Held – The record showed that the magistrate had in fact enquired into whether the complainants knew and understood the importance of taking the oath. He ascertained that they understood the difference between truth and lies. The approach that the trial court adopted in that regard was unassailable, and the first ground of appeal was dismissed.
As far as identification was concerned, the State’s case was that the complainants were able to identify the appellant when the electric light was switched on, and in the light of a candle. There was also light from the street. The State witnesses knew the appellant. However, having regard to the accounts given by the two complainants, the present Court found their evidence of the identification of the appellant to be fraught with contradictions and inconsistencies. On its own, such evidence could not be relied upon. The Court therefore turned to the remaining issue of the possession by the appellant of the t-shirt and radio belonging to the complainants. The fact that the t-shirt was found in his possession did not prove his guilt on the rape counts because the State failed to prove when and how he came to possess it. Although the appellant was not a credible witness, he bore no onus to prove his innocence. The State had failed to discharge its burden of proving the identity of the assailant beyond reasonable doubt.

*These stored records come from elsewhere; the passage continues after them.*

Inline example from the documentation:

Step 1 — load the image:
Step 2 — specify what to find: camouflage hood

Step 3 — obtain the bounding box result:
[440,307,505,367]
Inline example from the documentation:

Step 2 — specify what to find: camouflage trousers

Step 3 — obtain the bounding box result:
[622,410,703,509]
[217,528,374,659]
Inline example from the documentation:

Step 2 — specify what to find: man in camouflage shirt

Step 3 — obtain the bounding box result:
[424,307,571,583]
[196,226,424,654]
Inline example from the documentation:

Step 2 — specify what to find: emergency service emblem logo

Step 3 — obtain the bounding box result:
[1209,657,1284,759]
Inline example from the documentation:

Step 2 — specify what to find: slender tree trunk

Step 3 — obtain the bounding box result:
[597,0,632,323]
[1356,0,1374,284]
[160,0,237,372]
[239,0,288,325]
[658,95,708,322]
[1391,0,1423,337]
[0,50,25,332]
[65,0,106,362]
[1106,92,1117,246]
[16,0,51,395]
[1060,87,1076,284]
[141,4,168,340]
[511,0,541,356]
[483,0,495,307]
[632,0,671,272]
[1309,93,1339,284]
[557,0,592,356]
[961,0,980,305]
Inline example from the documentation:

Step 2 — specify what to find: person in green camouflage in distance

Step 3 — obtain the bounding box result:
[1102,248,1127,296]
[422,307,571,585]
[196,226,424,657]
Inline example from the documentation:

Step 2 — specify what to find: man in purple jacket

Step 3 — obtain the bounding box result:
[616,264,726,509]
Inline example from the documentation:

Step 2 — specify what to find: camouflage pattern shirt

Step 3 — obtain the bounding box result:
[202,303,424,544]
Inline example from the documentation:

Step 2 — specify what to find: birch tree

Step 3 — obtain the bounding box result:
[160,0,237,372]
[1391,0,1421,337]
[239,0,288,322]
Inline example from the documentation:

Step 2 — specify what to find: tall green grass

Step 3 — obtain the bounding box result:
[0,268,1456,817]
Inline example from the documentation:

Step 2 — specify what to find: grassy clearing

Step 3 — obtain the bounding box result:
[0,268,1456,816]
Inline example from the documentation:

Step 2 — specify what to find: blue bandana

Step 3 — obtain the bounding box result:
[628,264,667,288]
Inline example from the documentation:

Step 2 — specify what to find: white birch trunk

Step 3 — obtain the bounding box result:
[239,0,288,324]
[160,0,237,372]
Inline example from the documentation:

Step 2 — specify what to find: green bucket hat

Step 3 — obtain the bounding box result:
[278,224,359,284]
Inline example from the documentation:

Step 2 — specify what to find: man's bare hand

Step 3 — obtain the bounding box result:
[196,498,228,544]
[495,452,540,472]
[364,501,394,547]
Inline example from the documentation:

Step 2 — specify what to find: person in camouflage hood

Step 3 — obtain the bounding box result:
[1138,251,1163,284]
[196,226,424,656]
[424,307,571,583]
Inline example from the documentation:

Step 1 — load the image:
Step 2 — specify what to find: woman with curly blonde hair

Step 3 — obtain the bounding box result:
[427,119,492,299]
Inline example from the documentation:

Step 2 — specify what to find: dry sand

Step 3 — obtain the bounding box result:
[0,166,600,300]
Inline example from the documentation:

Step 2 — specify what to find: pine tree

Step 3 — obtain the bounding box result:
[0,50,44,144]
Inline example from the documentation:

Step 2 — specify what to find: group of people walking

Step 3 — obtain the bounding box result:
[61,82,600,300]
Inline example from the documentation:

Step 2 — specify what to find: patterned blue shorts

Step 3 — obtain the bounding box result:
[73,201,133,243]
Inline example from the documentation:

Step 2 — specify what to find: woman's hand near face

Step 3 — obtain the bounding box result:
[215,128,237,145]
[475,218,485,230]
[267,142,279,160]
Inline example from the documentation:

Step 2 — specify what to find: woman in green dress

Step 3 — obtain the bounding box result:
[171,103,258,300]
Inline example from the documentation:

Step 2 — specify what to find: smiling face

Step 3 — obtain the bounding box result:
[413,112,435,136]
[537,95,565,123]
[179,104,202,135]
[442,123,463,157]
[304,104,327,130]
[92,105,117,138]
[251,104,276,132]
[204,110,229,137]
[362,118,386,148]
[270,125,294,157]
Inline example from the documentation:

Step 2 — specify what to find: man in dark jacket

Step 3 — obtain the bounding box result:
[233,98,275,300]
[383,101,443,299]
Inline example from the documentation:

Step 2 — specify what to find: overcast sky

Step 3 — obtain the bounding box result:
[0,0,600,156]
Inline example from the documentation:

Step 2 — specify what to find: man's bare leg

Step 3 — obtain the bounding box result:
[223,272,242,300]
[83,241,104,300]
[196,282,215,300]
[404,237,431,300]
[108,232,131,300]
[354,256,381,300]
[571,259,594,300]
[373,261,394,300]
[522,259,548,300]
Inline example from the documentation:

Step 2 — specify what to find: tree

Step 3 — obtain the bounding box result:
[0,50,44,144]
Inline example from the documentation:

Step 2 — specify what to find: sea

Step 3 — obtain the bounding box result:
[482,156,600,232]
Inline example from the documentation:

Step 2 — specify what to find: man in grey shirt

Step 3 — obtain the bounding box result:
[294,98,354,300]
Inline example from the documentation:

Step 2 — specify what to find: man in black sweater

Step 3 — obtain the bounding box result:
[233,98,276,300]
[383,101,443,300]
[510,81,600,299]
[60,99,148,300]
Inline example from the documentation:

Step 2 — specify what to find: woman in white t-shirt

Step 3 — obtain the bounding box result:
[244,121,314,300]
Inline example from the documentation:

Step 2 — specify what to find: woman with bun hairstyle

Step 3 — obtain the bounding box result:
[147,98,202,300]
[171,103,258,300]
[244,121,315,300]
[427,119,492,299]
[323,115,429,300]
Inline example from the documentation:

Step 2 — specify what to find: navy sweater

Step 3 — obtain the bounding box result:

It being common cause that the complainants had been raped, two issues were raised by the Court. The first related to the fact that the child complainants testified without the assistance of an intermediary, and the second was that forensic DNA evidence was not produced. The Court confirmed that when children testify, they should be afforded the assistance of intermediaries. Secondly, when the prosecution rests on the evidence of children, the State must obtain DNA evidence when samples are taken from such complainants. At the very least, the State must account to the complainants and the Court whether samples were tested and what the results were.
Finally, the Court found that the appeal against sentence was well-founded. Although the charge sheet informed the appellant that he was being prosecuted in terms of Schedule 2 of Part III of the Criminal Law Amendment Act 105 of 1997, he was not informed that he faced a term of life imprisonment as prescribed in Schedule 2, Part 1(c)(i) read with section 51(1). To impose a term of life imprisonment in those circumstances amounted to an irregularity that had to be set aside.
The appeal was accordingly upheld, and the appellant acquitted on both counts of rape.